Initiated by Congress in 1990, the U.S. Human Genome Project was a multidisciplinary effort, jointly administered by the Department of Energy and the National Institutes of Health, to map and sequence the human genome. The International Human Genome Sequencing Consortium included hundreds of scientists at 20 sequencing centers in the U.S., Great Britain, China, France, Germany, and Japan. Sequencing the DNA in all 46 chromosomes took 10 years even with the help of polymerase chain reaction, fluorescent in situ hybridization, cloning of DNA segments, and automated sequencing technology. The resulting map is a highly idealized representation, like an illustration in an anatomy atlas, because no two people except (perhaps) identical twins have exactly the same genetic makeup. The estimated 30,000-40,000 human genes, considerably fewer than had been predicted, encode more than 10 times that number of proteins. More than 1,600 diseases have been identified as due to abnormalities affecting about 1,200 of these genes. Completion of the genomic map has broadened our understanding of human biology and is expected to facilitate the detection and treatment of genetic diseases, permit identification of genes and gene products that can be targeted by custom-designed drugs, and enhance the individualization of medical care. Projects also under way to study the genomes of bacteria, yeasts, crop plants, farm animals, and other organisms will foster advances in agriculture, environmental science, and industrial processes. About 5% of the budget of the Human Genome Project has been devoted to anticipating and resolving the ethical, legal, and social issues likely to arise from this research.
The HGP also funded the sequencing of 5 non-human genomes to provide model systems for comparative genome studies as follows: the bacterium, ESCHERICHIA COLI, to represent PROKARYOTES; the yeast, SACCHAROMYCES cerevisiae, to represent UNICELLULAR EUKARYOTES; the FRUIT FLY, DROSOPHILA melanogaster and the NEMATODE worm, Caenorhabditis elegans, to represent MULTICELLULAR animals with moderately complex genomes; and the mouse, Mus musculus, to represent multicellular animals of comparable genetic complexity to humans. In addition, the flowering plant, Arabidopsis thaliana, has been sequenced in another project, to represent plants. Further human genome projects are also being initiated to investigate human diversity, by assessing sequence variability in different populations.
Initial working drafts of the human genome sequence, published in 2001 by IHGSC (Nature 409,860–921) and by Venter et al. Celera Genomics (Science 291, 1304–1351), revealed the presence of about 30,000 to 40,000 genes, which is only about twice as many as in the worm or the fruit fly However, there is more ALTERNATIVE SPLICING in the human to generate a larger number of proteins. It should be noted that these drafts were missing about 10% of the euchromatic part (see EUCHROMATIN of the genome and about 30% of the whole genome, including the HETEROCHROMATIC parts. The HGP was completed in 2003. However, sequencing of the heterochromatic parts, where the DNA is tightly packaged, generally difficult to clone and believed to contain few, if any, genes is still to be finished.

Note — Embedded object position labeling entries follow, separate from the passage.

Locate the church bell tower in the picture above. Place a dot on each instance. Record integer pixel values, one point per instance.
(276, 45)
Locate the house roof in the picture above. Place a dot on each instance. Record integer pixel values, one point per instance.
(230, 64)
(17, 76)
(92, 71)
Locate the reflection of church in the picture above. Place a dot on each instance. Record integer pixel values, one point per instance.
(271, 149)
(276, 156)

The exact number of genes in the human genome remains unknown. In 2004 the estimate was reduced to between 20,000 and 25,000 genes. The genome has a greater portion of repeated sequences than is found in either the worm or the fruit fly.
Once sequenced and checked for accuracy the next step is to determine the exact location of all the genes and their functions (see ANNOTATION). Comparative genomics (see GENOMICS).is important here in order to make comparisons, particularly with animal genes, which can then be used as model systems for studying disease and so on. It also facilitates an understanding of the genetic differences between humans and other organisms. DNA MICROARRAY/CHIP technology is facilitating studies on the functioning of the genome.

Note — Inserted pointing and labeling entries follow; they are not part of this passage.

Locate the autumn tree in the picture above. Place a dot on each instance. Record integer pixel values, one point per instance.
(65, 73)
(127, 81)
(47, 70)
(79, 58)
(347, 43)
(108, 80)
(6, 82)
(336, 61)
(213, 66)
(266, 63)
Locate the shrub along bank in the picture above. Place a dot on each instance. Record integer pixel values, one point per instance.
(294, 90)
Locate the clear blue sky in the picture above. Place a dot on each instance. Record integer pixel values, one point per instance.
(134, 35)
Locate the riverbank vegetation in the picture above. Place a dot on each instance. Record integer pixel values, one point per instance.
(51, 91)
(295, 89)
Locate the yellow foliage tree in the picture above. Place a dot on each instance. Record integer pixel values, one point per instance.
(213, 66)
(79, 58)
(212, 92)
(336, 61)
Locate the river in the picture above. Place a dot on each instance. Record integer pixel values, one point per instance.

The HGP also considered Ethical, Legal and Social Implications of the research through the ELSI programme. Issues being studied include the use of genetic testing, privacy and confidentiality, fair use of genetic information in, for example, employment and insurance (see BIOETHICS).
Potential applications of genome research are wide ranging and include those in molecular medicine, where emphasis is on identifying the fundamental causes of disease for disease prevention; in DNA forensics, where DNA sequencing should allow precise identification of individuals; and in agriculture, for more nutritious, pesticide-free foods. See also PHARMACOGENOMICS, TOXICOGENOMICS. Furthermore, the evolutionary history of the human genome will be addressed.Other genome projects have been undertaken including those for the rat, chimpanzee and various BACTERIA, ARCHAEA-, FUNGI, PROTOZOA and VIRUSES.